Joey Christine spent two years waiting for a scholarship offer. An All-Met offensive lineman at Sherando High in Stephens City, Va., Christine was regarded as one of the best high school football players in Virginia. But when his senior season ended, he still had no college offers.

The problem was his height -- at 6 feet 2, he was considered short by typical standards for major college football linemen.

Then, in late December, Norfolk State University began pursuing him. Christine, who is white, had no idea Norfolk State is a historically black college or university. But after meeting the Spartans' coaching staff and spending time with the players during his official visit last month, it was clear that Christine had found a home.

"The whole black-white thing never even entered my head," said Christine, one of three white area players expected to sign with HBCUs on Wednesday. "I was just excited about the opportunity to play football in college, and to be able to play at a high level."

Christine and Osbourn lineman Blake Matthews have committed to the Spartans. Arundel quarterback Nick Elko plans to sign with Delaware State. Both schools belong to the division I-AA Mid-Eastern Athletic Conference.

The players represent a growing pattern of some HBCUs recruiting more white athletes to play football. Although five of the nine teams (including Howard) in the historically black MEAC have two white players or fewer on their rosters, Norfolk State, Delaware State and Bethune Cookman each has 11.

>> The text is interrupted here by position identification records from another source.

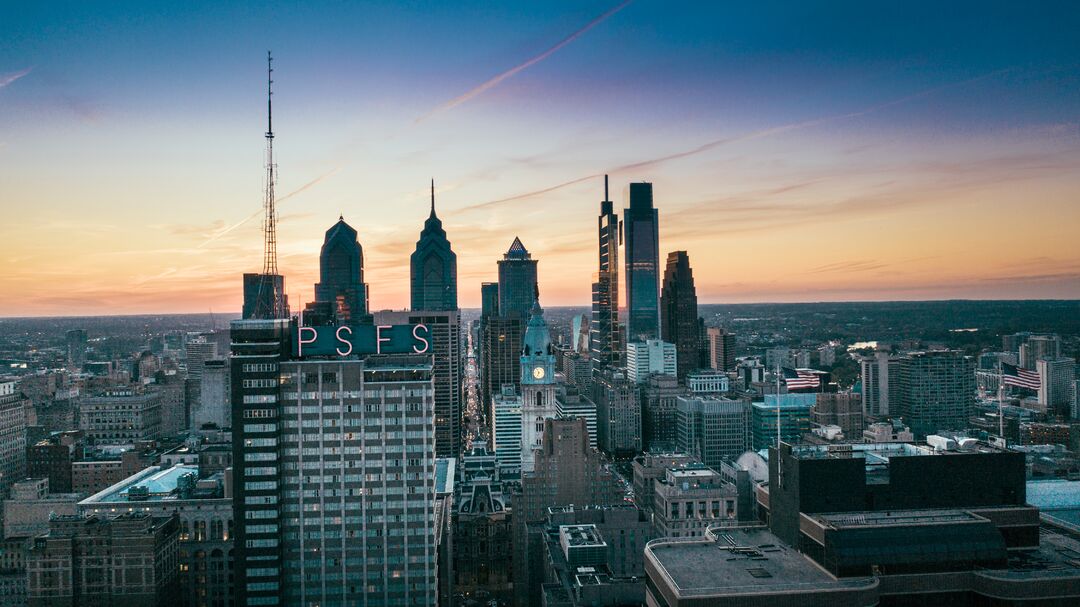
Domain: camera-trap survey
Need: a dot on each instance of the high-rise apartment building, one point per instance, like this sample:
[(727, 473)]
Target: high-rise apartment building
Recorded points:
[(444, 327), (648, 358), (880, 380), (658, 413), (340, 293), (936, 391), (567, 471), (130, 558), (678, 312), (605, 341), (721, 348), (712, 428), (356, 482), (517, 282), (433, 267), (618, 414), (500, 351), (640, 235), (12, 435), (1038, 347), (334, 467), (1057, 383)]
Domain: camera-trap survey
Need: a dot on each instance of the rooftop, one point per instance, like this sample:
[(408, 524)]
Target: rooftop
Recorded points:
[(740, 561), (160, 484)]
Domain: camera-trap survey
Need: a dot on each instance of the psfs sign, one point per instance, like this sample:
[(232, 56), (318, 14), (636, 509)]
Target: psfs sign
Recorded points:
[(347, 340)]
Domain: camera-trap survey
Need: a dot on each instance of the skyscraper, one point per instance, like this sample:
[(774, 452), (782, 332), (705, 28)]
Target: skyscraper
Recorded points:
[(936, 391), (1056, 385), (604, 341), (538, 385), (678, 312), (340, 293), (642, 239), (517, 282), (721, 349), (265, 293), (444, 327), (489, 299), (433, 267)]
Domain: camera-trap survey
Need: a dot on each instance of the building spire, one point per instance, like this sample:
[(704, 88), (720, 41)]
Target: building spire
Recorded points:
[(432, 197), (270, 219)]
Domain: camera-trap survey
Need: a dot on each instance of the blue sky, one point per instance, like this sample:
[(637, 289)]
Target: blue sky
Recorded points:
[(893, 139)]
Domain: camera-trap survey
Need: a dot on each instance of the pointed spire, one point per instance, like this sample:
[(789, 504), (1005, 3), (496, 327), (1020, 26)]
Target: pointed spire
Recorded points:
[(432, 197)]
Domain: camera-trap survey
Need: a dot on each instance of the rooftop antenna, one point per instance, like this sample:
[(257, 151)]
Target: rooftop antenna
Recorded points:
[(270, 220)]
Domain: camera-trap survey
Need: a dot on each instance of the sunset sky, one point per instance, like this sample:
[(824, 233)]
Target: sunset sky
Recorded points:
[(861, 151)]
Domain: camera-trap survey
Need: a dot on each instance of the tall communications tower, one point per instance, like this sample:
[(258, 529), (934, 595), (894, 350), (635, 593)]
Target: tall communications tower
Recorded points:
[(265, 293)]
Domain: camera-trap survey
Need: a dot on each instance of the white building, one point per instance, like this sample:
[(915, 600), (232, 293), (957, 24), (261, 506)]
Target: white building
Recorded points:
[(647, 358)]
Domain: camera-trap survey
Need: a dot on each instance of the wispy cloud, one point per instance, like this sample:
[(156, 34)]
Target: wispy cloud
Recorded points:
[(514, 70), (258, 213), (759, 134), (7, 79)]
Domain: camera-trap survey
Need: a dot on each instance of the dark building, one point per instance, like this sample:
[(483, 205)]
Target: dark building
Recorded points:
[(517, 282), (340, 288), (604, 340), (489, 299), (640, 235), (131, 560), (658, 413), (51, 459), (500, 347), (265, 297), (898, 525), (433, 267), (890, 476), (678, 313), (566, 471), (445, 337), (258, 349), (721, 348), (936, 391)]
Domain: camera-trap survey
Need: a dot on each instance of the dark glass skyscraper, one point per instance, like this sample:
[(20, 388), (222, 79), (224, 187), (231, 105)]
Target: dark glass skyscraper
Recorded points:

"It's definitely a trend," said Florida A&M Coach Joe Taylor, who spent 16 years as head coach at fellow MEAC member Hampton before joining the Rattlers in 2007. "If you look at the sidelines and the coaching staffs, you see a trend where diversity is very prevalent."

When Matthews visited Norfolk State, he spent time with all-American offensive lineman Jason Kressen, a fifth-year senior who is white. Kressen remembered that during his sophomore season, he was the only white player on the team.

Players and coaches said there are several reasons for the increase in white players at some HBCUs: more comprehensive recruiting efforts because of an increasing pressure to win; the rising level of play in historically black college football; and a generally more diverse society.

"Athletics does more for our society in terms of transcending social ills than anything else," Taylor said. "It is about having bigger minds, broader minds, more open minds. If you love the sport, if you have a passion for it, really color tends not to be an issue."

When Taylor broke into the MEAC in 1982, he said, the only white players in the conference were punters or kickers. Today, white players are represented at nearly every position throughout the conference. Norfolk State started a white quarterback this past season -- only the third to start at that position in the MEAC.

Although the total number of white football players in the MEAC continues to increase, Hampton, Howard, Morgan State, North Carolina A&T and South Carolina State still only have white kickers or punters.